Lee Joshua, Bu Yuheng, Sattigeri Prasanna, Panda Rameswar, Wornell Gregory W, Karlinsky Leonid, Schmidt Feris Rogerio
Department of Electrical Engineering and Computer Science, Massachusetts Institute of Technology, Cambridge, MA 02139, USA.
MIT-IBM Watson AI Lab, IBM Research, Cambridge, MA 02139, USA.
Entropy (Basel). 2022 Mar 26;24(4):461. doi: 10.3390/e24040461.
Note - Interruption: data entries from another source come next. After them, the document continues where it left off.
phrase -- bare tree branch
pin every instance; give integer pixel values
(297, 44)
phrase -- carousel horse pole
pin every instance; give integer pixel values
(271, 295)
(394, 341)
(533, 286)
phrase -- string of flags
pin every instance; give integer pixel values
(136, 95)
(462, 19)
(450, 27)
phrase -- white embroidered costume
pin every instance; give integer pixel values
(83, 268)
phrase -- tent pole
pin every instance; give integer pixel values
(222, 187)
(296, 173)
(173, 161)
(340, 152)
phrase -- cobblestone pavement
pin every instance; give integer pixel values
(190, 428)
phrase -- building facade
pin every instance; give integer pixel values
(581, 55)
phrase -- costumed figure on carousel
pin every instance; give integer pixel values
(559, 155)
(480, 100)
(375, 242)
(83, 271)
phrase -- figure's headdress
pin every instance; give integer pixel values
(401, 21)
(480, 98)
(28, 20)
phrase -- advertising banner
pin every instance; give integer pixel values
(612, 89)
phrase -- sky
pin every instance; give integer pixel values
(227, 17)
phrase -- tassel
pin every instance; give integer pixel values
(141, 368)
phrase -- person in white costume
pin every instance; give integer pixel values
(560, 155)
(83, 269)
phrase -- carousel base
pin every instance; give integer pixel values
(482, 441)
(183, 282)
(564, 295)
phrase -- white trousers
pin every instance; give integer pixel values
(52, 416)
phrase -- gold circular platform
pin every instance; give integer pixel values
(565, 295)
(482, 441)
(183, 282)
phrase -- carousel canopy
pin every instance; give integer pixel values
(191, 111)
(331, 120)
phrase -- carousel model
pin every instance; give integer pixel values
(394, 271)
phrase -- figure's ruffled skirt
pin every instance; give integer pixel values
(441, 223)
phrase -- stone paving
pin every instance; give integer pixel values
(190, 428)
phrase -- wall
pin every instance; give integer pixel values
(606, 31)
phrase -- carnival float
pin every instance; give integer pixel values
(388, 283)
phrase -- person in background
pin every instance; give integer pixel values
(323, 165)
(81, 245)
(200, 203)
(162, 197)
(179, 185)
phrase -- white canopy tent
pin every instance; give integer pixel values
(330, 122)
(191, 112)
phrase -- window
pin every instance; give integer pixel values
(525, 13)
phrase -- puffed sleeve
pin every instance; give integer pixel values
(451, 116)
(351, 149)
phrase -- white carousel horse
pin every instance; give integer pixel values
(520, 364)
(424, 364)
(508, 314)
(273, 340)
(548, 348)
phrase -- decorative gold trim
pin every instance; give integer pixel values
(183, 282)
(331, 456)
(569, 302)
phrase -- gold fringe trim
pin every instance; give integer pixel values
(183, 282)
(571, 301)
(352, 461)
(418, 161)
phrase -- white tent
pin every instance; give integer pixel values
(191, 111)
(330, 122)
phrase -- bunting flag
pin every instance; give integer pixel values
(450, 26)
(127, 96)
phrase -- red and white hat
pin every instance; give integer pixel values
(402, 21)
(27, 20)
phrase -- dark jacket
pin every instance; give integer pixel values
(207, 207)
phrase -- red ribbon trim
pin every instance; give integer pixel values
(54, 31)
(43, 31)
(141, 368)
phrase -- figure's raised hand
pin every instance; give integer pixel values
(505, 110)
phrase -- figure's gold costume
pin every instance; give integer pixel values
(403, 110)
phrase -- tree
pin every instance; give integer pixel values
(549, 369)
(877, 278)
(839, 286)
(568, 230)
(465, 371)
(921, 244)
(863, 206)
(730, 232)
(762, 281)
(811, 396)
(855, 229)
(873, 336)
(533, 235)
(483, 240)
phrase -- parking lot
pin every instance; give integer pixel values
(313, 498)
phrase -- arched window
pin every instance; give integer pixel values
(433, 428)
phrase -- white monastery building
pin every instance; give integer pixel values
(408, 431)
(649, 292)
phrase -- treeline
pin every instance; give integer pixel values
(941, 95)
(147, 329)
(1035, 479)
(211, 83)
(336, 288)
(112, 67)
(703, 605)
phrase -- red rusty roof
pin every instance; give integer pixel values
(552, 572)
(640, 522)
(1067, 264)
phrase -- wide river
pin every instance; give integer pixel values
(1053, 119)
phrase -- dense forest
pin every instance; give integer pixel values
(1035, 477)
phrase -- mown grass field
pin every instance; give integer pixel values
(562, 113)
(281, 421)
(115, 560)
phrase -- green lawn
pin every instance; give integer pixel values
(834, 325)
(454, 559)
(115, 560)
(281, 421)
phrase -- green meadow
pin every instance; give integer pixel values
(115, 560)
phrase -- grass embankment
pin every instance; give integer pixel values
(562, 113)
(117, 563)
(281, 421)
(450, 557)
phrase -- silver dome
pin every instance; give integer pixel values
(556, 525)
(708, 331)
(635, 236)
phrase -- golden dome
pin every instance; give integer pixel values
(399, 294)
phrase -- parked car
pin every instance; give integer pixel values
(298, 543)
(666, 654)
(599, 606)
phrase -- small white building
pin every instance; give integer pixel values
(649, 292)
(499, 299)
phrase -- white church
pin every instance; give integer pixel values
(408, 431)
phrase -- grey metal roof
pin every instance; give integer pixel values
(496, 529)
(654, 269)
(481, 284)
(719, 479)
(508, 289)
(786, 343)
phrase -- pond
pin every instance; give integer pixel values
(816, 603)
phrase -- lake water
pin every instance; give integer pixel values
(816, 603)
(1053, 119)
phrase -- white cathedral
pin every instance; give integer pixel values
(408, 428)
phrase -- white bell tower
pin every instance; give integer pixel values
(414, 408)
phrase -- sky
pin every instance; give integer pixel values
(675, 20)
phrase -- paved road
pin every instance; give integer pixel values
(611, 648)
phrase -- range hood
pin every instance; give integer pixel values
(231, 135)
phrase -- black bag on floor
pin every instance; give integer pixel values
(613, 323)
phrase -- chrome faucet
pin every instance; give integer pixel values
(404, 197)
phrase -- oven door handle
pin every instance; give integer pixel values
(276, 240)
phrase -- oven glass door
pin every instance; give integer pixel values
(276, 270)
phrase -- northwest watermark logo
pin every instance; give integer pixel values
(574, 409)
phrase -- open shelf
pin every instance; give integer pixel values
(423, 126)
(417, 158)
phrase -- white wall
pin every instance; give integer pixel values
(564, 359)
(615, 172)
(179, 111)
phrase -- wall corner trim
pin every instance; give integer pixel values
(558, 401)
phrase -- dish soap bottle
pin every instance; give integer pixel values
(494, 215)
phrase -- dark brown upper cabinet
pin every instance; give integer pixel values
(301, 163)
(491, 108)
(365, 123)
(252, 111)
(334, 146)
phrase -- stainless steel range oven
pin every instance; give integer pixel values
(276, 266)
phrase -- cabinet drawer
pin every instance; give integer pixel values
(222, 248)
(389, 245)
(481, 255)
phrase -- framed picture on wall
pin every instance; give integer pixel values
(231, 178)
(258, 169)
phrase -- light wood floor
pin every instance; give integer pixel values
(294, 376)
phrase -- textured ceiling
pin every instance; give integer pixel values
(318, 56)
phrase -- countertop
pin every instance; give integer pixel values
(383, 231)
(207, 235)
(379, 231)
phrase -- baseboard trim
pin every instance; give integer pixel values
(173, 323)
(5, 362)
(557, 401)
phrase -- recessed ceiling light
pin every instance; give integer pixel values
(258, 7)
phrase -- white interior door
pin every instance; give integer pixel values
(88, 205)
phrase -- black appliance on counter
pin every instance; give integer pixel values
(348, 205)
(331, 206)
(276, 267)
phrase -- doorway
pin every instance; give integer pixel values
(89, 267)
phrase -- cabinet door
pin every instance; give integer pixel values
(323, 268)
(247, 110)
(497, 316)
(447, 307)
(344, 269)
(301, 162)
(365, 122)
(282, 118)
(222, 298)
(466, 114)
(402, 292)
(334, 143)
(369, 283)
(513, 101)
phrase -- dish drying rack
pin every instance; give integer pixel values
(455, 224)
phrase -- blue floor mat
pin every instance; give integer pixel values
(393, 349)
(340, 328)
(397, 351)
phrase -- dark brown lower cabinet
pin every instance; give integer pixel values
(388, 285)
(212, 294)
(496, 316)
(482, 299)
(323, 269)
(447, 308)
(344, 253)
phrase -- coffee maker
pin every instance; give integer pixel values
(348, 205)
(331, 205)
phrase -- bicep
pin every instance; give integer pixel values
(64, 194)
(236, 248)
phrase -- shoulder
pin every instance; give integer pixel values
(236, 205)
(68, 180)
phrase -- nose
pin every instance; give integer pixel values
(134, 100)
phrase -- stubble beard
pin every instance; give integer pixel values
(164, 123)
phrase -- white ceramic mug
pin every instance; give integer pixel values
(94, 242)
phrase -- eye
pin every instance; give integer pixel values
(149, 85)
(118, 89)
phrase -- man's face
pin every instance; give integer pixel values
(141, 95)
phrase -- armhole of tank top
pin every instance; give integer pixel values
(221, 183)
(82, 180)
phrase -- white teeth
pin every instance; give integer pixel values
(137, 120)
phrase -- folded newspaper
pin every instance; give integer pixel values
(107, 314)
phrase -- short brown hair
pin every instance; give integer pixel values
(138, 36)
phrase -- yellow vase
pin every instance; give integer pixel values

As machine learning algorithms grow in popularity and diversify to many industries, ethical and legal concerns regarding their fairness have become increasingly relevant. We explore the problem of algorithmic fairness, taking an information-theoretic view. The maximal correlation framework is introduced for expressing fairness constraints and is shown to be capable of being used to derive regularizers that enforce independence and separation-based fairness criteria, which admit optimization algorithms for both discrete and continuous variables that are more computationally efficient than existing algorithms. We show that these algorithms provide smooth performance-fairness tradeoff curves and perform competitively with state-of-the-art methods on both discrete datasets (COMPAS, Adult) and continuous datasets (Communities and Crimes).
随着机器学习算法在众多行业中日益普及并实现多样化,关于其公平性的伦理和法律问题变得越来越重要。我们从信息论的角度探讨算法公平性问题。引入了最大相关框架来表达公平性约束,并证明该框架能够用于推导强制执行基于独立性和分离性的公平性标准的正则化器,这些正则化器允许针对离散和连续变量的优化算法,其计算效率高于现有算法。我们表明,这些算法提供了平滑的性能-公平性权衡曲线,并且在离散数据集(COMPAS、成人)和连续数据集(社区与犯罪)上与最先进的方法相比具有竞争力。